Background: Breast cancers can be classified by hierarchical clustering using an "intrinsic" gene list into one of at least five molecular subtypes: basal-like, HER2, luminal A, luminal B, and normal breast-like. Five different intrinsic gene lists composed of varying numbers of genes have been used for molecular subtype identification and classification of breast cancers. The aim of this study was to determine the objectivity and interobserver reproducibility of the assignment of molecular subtype classes by hierarchical cluster analysis.
Methods: Three publicly available breast cancer datasets (n = 779) were subjected to two-way average-linkage hierarchical cluster analysis using five distinct intrinsic gene lists. We used free-marginal Kappa statistics to analyze interobserver agreement among five breast cancer researchers for the whole classification and for each molecular subtype separately according to each intrinsic gene list for each breast cancer dataset.
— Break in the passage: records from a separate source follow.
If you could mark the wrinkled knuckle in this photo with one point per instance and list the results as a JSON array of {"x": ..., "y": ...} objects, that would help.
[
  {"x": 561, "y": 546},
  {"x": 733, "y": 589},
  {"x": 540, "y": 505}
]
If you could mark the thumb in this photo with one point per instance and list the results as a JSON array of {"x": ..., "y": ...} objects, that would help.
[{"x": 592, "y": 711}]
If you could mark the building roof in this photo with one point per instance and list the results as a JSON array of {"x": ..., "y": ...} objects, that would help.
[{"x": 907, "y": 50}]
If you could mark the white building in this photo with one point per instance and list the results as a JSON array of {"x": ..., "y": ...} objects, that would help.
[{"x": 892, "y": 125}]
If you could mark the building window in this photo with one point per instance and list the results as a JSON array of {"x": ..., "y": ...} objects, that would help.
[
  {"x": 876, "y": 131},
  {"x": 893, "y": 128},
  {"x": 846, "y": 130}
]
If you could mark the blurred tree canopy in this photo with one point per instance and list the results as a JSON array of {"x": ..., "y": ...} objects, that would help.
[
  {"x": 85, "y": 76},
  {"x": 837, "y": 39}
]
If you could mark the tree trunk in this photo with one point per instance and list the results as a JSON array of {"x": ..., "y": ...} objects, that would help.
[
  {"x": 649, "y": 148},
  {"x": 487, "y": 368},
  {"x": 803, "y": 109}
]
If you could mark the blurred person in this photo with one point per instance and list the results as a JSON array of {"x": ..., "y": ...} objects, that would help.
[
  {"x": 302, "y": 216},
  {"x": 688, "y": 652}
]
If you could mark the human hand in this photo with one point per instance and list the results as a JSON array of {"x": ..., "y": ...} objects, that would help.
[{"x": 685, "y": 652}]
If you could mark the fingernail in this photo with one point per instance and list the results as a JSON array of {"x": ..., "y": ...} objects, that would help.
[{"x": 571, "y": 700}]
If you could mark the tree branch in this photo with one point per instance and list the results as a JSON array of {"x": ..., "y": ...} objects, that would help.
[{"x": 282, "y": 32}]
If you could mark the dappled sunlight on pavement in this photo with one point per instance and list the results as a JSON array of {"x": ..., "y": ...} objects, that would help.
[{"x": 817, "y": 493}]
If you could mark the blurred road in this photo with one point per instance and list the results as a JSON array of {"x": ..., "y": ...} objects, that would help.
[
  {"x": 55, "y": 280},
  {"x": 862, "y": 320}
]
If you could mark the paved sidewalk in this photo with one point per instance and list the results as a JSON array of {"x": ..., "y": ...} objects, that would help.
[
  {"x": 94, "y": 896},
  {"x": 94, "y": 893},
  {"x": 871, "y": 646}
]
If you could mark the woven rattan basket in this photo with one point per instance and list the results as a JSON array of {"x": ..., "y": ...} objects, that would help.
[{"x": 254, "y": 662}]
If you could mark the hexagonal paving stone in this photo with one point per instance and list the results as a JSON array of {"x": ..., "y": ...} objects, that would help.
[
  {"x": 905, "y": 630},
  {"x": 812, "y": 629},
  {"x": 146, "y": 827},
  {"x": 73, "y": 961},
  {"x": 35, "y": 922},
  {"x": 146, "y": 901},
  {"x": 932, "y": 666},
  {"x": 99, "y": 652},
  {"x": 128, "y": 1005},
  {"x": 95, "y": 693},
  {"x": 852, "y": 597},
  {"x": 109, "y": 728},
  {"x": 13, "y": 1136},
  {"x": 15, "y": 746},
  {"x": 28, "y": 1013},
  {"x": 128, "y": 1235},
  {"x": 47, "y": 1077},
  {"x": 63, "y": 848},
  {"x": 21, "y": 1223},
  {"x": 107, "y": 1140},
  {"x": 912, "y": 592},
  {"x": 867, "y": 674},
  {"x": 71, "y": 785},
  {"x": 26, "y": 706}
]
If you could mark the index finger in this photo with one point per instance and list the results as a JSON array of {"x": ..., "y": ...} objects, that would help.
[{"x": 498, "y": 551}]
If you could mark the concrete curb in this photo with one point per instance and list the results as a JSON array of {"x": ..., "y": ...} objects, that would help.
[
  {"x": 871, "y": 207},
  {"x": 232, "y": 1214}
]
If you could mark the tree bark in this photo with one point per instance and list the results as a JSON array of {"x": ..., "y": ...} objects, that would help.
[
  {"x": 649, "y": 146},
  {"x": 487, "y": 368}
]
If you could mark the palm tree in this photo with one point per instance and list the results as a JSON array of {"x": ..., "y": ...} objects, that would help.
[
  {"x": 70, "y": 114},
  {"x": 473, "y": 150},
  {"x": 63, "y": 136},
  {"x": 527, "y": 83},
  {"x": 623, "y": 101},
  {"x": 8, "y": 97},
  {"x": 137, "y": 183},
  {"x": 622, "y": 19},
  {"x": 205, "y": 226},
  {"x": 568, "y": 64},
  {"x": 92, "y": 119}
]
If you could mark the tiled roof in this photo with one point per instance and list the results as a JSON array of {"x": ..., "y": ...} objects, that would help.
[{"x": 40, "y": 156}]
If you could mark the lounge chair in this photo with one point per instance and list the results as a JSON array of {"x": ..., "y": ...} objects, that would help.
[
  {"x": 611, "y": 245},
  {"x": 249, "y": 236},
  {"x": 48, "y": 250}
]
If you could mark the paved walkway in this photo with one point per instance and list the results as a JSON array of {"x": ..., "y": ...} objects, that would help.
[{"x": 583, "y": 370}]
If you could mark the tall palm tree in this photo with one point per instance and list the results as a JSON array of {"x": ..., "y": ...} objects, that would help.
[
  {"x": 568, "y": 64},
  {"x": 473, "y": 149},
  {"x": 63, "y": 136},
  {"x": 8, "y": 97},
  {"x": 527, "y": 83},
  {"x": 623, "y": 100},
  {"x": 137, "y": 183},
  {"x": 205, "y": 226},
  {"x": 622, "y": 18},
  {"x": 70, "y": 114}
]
Results: None of the classification systems tested produced almost perfect agreement (Kappa ≥ 0.81) among observers. However, substantial interobserver agreement (70.8% to 76.1% of the samples and free-marginal Kappa scores from 0.635 to 0.701) was consistently observed in all datasets for four molecular subtypes (luminal, basal-like, HER2, and normal breast-like). When luminal cancers were subdivided (luminal A, B, and C), none of the classification systems produced substantial agreement (Kappa ≥ 0.61) in all the datasets analyzed. Analysis of each subtype separately revealed that only two (basal-like and HER2) could be reproducibly identified by independent observers (Kappa ≥ 0.81).
Conclusions: Assignment of molecular subtype classes of breast cancer based on the analysis of dendrograms obtained with hierarchical cluster analysis is subjective and shows modest interobserver reproducibility. For the development of a molecular taxonomy, objective definitions for each molecular subtype and standardized methods for their identification are required.